Sunday, July 27, 2008

Primavera francesa

Um vento frio de início de primavera que passeava pelo lado de fora decidiu, abruptamente, já que não lhe restava mais nada a fazer, penetrar em nosso ambiente devidamente restrito. Um frio quase gélido, a deslizar suavemente e sorrateiramente por entre nossos corpos - quase - imóveis. Minha língua se deliciava em porções de sorvete que eu lhe oferecia num ato generoso e ela ficava exuberante com isso. Se tivesse rosto, estaria fazendo aquela cara de criança quando recebe presente, com um sorriso largo e braços abertos. Ao mesmo tempo, meus olhos se atiravam ao colorido instigante de todas as fotografias e signos lingüísticos que compunham as capas de revista. Passear os olhos sobre capas aglomeradas numa loja é sempre um exercício de intenso estímulo sensorial. Destacando-se aí as mulheres bonecas, sempre perfeitas. Há, de fato, uma competitividade gritante entre elas. Se Éris, a deusa encrenqueira da Guerra de Tróia, surgisse por acaso ali para oferecer seu pomo de ouro “à mais bela”, penso que todas elas saltariam de suas respectivas capas e se engalfinhariam ali mesmo, ainda que isso lhes custasse o triscar de um cílio a borrar a maquiagem de suas bochechas rosadas.

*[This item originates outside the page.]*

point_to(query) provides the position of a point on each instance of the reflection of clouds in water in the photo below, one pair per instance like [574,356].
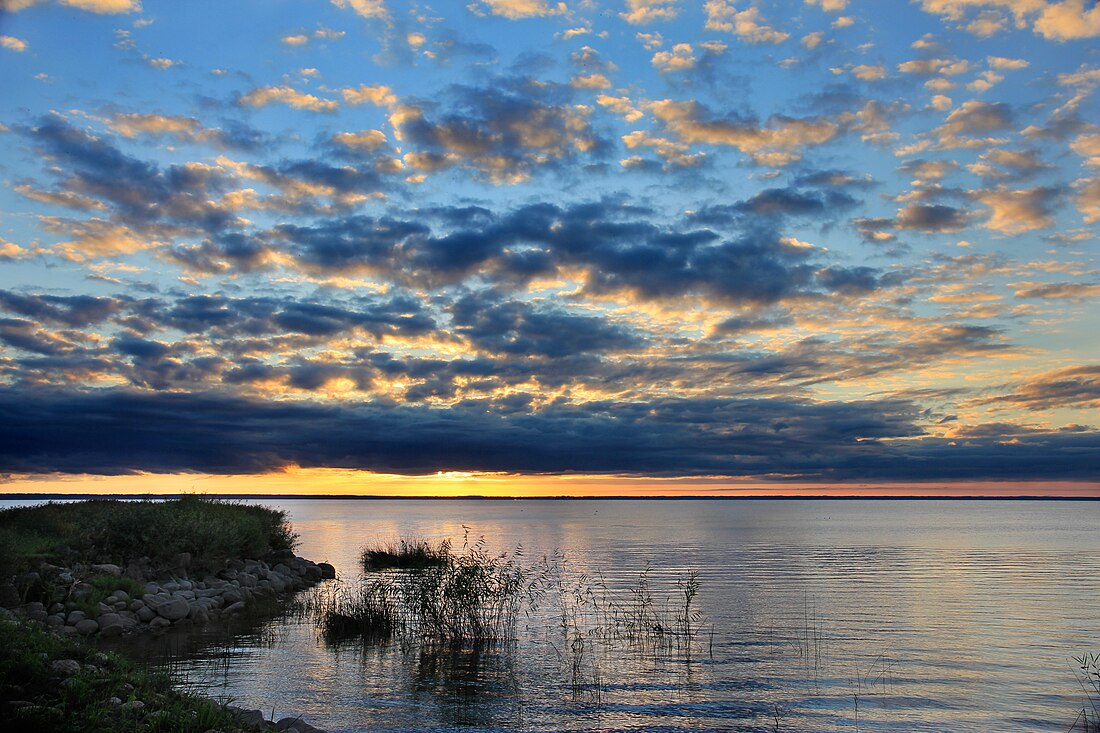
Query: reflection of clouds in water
[912,608]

Mas não há apenas estímulos puramente sensoriais. Podemos sentir, sem dúvida alguma, cócegas no intelecto e essa experiência é um tanto divertida pra mim e pra todos aqueles que têm, por algum motivo até hoje não explicado, essa forte inclinação irracional para a racionalidade da leitura. Afinal, justifique-se, não é em qualquer lugar que achamos reunidos, literalmente, no mesmo tempo e espaço figuras ilustres como Freud, Marx e Aristóteles, sentados generosamente em prateleiras bastante incômodas à espera do próximo curioso que irá dirigir-lhes em pensamento questões existenciais que eles já morreram de pensar. Mas podemos simplesmente reunir dois fenômenos fantásticos, como, por exemplo, bater um papo com Freud (mesmo num divã improvisado) e logo depois alojar o nosso “id” numa prateleira que trate de questões como: “seja feliz no casamento”, “como se livrar de sua sogra”, ou “como ficar rico em cinco dias”.
Logo ali do outro lado, pude ver uma adolescente branca feito a boneca de porcelana de minha avó e magra feito um lápis, sentada numa pequena cadeira, extremamente concentrada, diga-se, e que se inclinava sobre um livro cujo título era “antiga arte hindu do prazer e do êxtase”. Absolutamente estática, apoiando seu queixo fino em seus dedos polegar e indicador direitos, mergulhava seu olhar, através de suas límpidas e finíssimas lentes oculares, naquelas figuras geométricas, reveladoras dos métodos mais empolgantes de nosso exercício vital.
Observe-se que ainda não havia chegado o verão e corria um vento quase gélido entre nossos corpos quase imóveis.
Foi quando o sorvete acabou e me livrei do ar-condicionado.